The cookbook takes you through this in manageable steps with lots of the recipes adding features to a flight booking application. What pleased me is that the book does not assume you are totally familiar with Spring (as the official documentation does). Of course it is not going to teach you everything you might need to know about Spring. Instead it attempts to explain what Spring Roo actually generated and thus gives you a good start if you want to learn more.
My main criticism is not of the book, but more to do with Spring Roo. The cookbook kind of assumes that everyone wants to create CRUD applications and nothing else. You are left to figure out for yourself how to deviate from that. It concentrates on Apache Tiles 2 - because that is what Spring Roo uses by default. It concentrates on JPA as the database abstraction layer - [sarcasm alert] but then everyone on the entire earth uses Hibernate, don't they?
And of course, the Aspect Orientated Programming takes some getting used to.
There are two chapters on JPA which is perhaps the most important area. A chapter on Spring Web MVC which is really quite helpful if you haven't been using it all your life.
In my book the hot topic nowadays is GWT support and Chapter 5 talks about that, along with integration with Flex and Spring Web Flow. I am no GWT expert, but it is easy to see how much more sexy the generated app looks as a GWT one. I have to admit I don't know anything about Flex so skipped that bit.
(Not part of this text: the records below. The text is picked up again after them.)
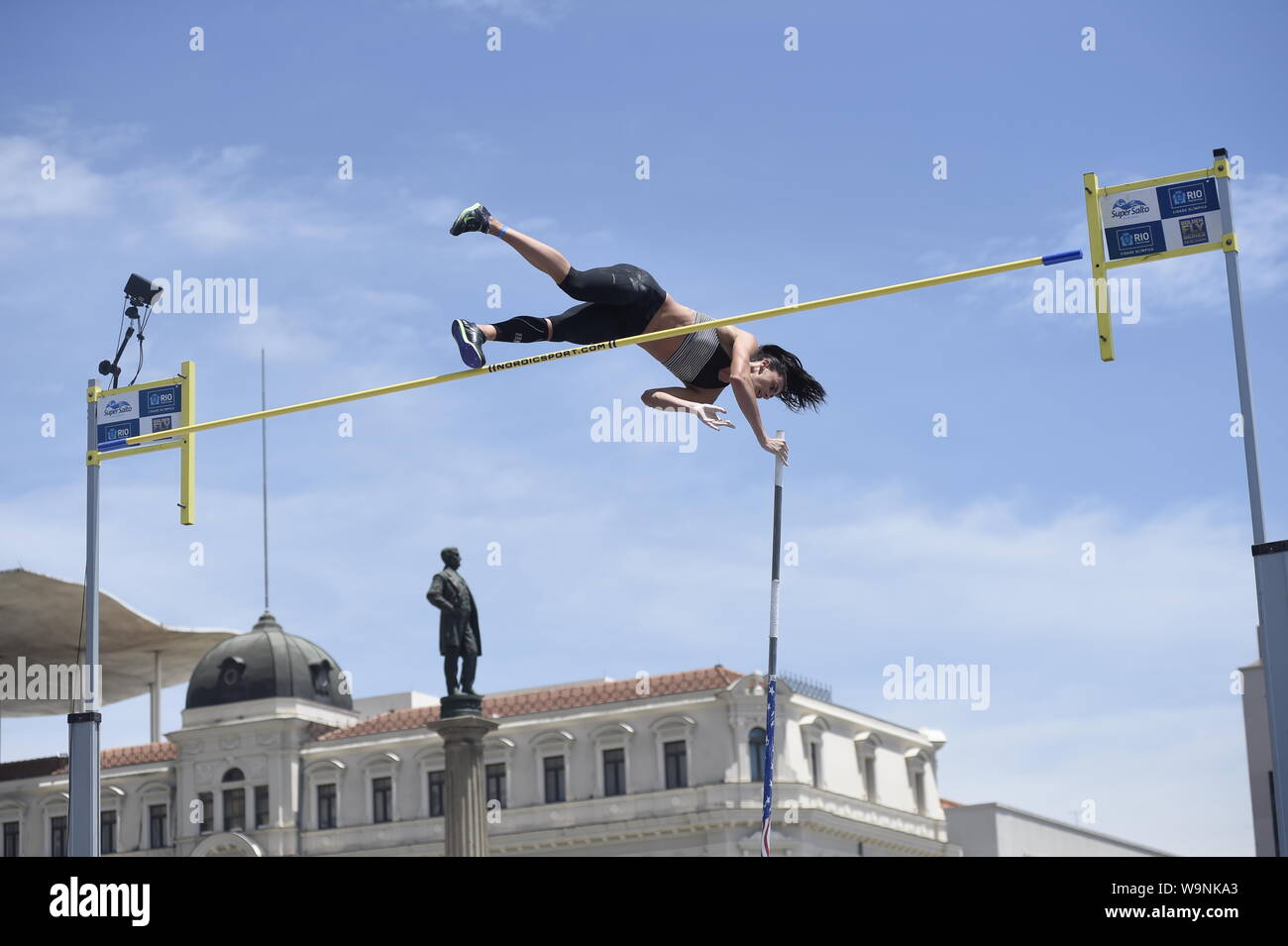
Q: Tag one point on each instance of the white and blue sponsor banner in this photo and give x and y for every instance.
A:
(1157, 219)
(138, 412)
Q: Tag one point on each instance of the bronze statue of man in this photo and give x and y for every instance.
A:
(458, 623)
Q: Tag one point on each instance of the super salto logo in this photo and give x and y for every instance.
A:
(1124, 207)
(76, 898)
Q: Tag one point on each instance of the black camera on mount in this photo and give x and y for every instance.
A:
(141, 291)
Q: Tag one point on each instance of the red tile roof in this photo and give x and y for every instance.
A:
(108, 758)
(549, 699)
(541, 700)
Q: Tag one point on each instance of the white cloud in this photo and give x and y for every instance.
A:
(73, 190)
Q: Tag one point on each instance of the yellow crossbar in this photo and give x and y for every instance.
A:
(600, 347)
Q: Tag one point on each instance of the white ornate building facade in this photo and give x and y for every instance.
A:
(273, 760)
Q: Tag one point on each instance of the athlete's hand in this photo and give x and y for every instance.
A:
(709, 415)
(778, 447)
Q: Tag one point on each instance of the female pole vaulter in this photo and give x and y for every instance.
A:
(622, 301)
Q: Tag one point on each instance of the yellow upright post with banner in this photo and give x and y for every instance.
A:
(1155, 219)
(1179, 215)
(154, 407)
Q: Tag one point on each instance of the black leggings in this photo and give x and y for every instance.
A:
(616, 302)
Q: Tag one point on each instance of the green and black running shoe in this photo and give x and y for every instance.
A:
(473, 219)
(469, 340)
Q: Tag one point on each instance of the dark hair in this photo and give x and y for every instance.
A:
(800, 389)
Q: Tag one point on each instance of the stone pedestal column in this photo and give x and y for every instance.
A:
(465, 789)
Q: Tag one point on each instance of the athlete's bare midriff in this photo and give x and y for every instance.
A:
(671, 314)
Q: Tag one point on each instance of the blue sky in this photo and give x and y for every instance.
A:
(767, 168)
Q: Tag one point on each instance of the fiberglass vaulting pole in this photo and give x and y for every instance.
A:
(772, 683)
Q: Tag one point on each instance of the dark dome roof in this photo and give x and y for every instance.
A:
(267, 662)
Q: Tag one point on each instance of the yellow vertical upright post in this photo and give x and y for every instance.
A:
(187, 454)
(1100, 289)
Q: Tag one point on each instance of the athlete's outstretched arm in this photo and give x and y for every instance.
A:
(696, 402)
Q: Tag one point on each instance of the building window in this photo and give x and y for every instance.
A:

Chapter Six is a bit of a grab bag of topics that didn't fit in any other chapter. It starts talking about some of the ways we can deviate from a simple CRUD application. It talks about how you might add mail capabilities (for user notification, for example), use messaging systems such as Apache MQ, deploy to Google App engine, and integrate with Apache SolR for search. (Though presumably the last two can't be done at the same time....?)
The final chapter serves a dual purpose. Either you decide Spring Roo is such a great tool for you that you decide you want to create some add-ons so that it creates the style of application *you* want. Or alternatively you want to remove all dependancy on Spring Roo and turn your project into a normal Spring project.
I can't say that I fully understand add-ons yet. I understand how to use them, but not to create my own. I'm not sure it has much of a place in this book because it is a more advanced subject - but I hope it remains and isn't taken out of the draft chapter.
As for removing roo from projects? That bit wasn't available in the draft I read.
All in all a good book which I can recommend as a first Spring Roo book. I don't know how it compares to others in the market, but I will be keeping an eye out for them.